I want to fully finetuning llama, but because the model has 2 optimizers, it is hard to load my model on the GPU. I want to know why there are 2 optimizers and if it is okay with only 1 optimizer. Thank you.

ChrisLiu6 commented 10 months ago

Hi! What does "there are 2 optimizers" mean? By design there should only be one.

yeonju7kim commented 10 months ago

https://github.com/Alpha-VLLM/LLaMA2-Accessory/issues/82

Sorry. I mean two FP32 AdamW momentums here. Does the FusedAdam consume twice memory? If I use AdamW instead of FusedAdam, can we reduce the memory usage?

ChrisLiu6 commented 10 months ago

These two state variables are required by the Adam algorithm per se, and is irrelevant to the exact implementation (Apex FusedAdam / torch AdamW). So you may not be able to save GPU memory from this aspect. If you could provide the number and type of GPUs you use, we might be able to offer you some more suggestions.

yeonju7kim commented 10 months ago

Thank you. My GPU is 3 A6000, 40GB. I trained my task with llama_adapter, but it didn't adapt to my task. Do you have any suggestion?

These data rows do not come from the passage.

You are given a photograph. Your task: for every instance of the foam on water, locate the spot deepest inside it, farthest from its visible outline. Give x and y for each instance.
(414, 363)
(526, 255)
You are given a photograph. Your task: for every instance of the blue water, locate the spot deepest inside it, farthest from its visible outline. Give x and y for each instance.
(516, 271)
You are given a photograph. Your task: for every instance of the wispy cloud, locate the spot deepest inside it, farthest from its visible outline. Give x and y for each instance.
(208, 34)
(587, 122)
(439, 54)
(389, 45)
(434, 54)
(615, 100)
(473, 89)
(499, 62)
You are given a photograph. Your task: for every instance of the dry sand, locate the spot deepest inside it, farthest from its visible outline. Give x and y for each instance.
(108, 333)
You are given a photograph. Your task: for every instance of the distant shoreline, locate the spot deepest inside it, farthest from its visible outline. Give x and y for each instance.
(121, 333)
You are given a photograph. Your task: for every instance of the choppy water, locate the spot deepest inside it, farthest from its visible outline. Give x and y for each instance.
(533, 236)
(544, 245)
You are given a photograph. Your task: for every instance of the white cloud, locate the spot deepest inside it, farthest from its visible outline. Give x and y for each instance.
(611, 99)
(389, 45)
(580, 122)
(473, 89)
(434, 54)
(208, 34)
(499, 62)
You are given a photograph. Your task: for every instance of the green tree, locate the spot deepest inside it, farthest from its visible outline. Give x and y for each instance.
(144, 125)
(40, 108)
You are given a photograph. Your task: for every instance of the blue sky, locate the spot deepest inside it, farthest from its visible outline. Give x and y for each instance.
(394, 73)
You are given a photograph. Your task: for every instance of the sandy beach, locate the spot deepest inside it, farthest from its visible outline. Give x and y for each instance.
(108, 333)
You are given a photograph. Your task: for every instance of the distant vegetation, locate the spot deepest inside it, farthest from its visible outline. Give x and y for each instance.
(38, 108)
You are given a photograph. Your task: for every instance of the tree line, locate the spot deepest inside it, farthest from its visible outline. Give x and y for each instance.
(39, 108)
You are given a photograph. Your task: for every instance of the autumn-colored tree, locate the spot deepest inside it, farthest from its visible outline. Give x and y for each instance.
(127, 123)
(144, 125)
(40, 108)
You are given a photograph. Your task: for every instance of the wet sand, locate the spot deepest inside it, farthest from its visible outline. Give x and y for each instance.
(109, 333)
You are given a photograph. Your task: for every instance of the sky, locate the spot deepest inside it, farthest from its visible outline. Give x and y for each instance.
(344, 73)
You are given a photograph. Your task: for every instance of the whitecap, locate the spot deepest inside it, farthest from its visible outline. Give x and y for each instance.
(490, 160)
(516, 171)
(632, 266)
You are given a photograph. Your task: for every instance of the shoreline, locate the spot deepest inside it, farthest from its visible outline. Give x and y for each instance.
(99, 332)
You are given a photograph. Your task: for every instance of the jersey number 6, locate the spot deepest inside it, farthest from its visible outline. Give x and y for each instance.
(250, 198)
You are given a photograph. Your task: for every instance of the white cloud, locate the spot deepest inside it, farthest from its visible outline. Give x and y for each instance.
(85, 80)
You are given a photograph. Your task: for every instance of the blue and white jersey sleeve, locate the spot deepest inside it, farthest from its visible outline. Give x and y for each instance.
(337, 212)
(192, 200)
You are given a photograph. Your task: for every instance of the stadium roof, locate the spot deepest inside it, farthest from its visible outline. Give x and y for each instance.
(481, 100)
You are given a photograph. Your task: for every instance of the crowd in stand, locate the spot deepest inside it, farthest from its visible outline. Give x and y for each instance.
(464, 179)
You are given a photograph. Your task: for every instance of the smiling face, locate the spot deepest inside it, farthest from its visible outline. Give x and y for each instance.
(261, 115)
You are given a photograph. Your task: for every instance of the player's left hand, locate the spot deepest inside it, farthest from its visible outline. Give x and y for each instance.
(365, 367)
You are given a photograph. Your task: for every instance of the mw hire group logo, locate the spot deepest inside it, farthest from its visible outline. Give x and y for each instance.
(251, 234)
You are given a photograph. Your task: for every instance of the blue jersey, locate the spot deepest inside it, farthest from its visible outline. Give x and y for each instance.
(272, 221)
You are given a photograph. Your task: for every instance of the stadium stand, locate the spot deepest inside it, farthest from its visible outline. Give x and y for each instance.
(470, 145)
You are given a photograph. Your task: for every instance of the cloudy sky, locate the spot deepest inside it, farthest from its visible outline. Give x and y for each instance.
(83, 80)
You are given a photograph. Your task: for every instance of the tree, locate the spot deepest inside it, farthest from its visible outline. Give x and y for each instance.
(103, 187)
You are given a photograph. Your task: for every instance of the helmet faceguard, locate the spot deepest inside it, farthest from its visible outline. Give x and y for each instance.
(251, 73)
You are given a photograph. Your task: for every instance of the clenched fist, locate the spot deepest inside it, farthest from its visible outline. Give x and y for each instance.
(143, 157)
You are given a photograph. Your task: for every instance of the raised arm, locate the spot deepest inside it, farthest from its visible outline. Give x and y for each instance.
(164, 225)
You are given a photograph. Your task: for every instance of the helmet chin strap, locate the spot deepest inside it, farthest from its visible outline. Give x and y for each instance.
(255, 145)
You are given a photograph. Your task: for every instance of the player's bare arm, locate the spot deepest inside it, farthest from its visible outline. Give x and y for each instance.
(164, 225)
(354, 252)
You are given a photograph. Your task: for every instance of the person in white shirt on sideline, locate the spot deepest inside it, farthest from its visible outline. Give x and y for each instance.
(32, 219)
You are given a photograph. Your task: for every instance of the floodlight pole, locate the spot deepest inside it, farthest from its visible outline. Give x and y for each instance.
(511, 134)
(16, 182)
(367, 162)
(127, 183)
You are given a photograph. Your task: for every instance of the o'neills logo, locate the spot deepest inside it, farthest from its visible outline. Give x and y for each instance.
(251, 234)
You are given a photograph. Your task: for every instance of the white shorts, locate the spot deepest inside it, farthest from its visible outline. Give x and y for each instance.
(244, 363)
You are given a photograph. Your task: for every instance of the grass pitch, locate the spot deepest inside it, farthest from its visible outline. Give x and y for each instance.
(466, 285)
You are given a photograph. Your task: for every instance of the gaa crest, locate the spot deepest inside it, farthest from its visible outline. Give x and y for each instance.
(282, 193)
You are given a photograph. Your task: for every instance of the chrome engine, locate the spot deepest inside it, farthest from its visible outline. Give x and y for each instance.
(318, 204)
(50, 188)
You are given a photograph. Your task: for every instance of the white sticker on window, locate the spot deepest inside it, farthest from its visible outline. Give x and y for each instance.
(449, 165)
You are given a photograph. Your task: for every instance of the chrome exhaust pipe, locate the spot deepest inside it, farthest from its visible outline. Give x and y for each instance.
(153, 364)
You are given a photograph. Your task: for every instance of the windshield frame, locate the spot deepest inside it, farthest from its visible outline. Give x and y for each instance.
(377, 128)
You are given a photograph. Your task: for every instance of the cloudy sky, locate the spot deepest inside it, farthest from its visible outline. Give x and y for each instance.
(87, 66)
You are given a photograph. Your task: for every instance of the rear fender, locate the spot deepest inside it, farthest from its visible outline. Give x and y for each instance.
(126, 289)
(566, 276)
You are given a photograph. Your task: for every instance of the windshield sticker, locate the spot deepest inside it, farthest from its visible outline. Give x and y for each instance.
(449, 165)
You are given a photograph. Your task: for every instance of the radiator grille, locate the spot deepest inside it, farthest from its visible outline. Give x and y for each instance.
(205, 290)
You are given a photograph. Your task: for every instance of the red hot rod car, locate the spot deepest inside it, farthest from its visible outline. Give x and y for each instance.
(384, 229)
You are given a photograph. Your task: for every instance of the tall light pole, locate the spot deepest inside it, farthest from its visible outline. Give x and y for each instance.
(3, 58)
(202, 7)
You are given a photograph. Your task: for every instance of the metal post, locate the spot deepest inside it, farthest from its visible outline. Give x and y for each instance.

ChrisLiu6 commented 10 months ago

Full-parameter finetuning a 7B model is pretty hard given your hardware. Specifically, it involves 28GB memory for parameters, 28*2GB memory for optimizer states, and 28GB memory for gradients. When trained on 3 GPUs, the memory load on each GPU would be approximately 28 + 283/3 = 56G when using SDP, and more than (28 4) / 3 = 37GB when using FSDP, without considering the cost for intermediate results.

The following are my suggestions:

  1. There do exist techniques like CPU offloading that could further lower the GPU memory cost. If you do need full-parameter finetuning, you can turn to such methods. Ideally, it should be no harder than modifying some function parameters to make CPU offloading work on Accessory (you may refer to this document for details), but we have yet to explore this.
  2. On the other hand, PEFT settings should be more suitable for you. Do you mean that you can succesfully train llama-adapter but the performance is unsatisfactory? If so, you may consider other PEFT techniques like bias-norm-lora turning.
yeonju7kim commented 10 months ago

Thank you so much for your help. It really helps me. I should try PEFT techniques.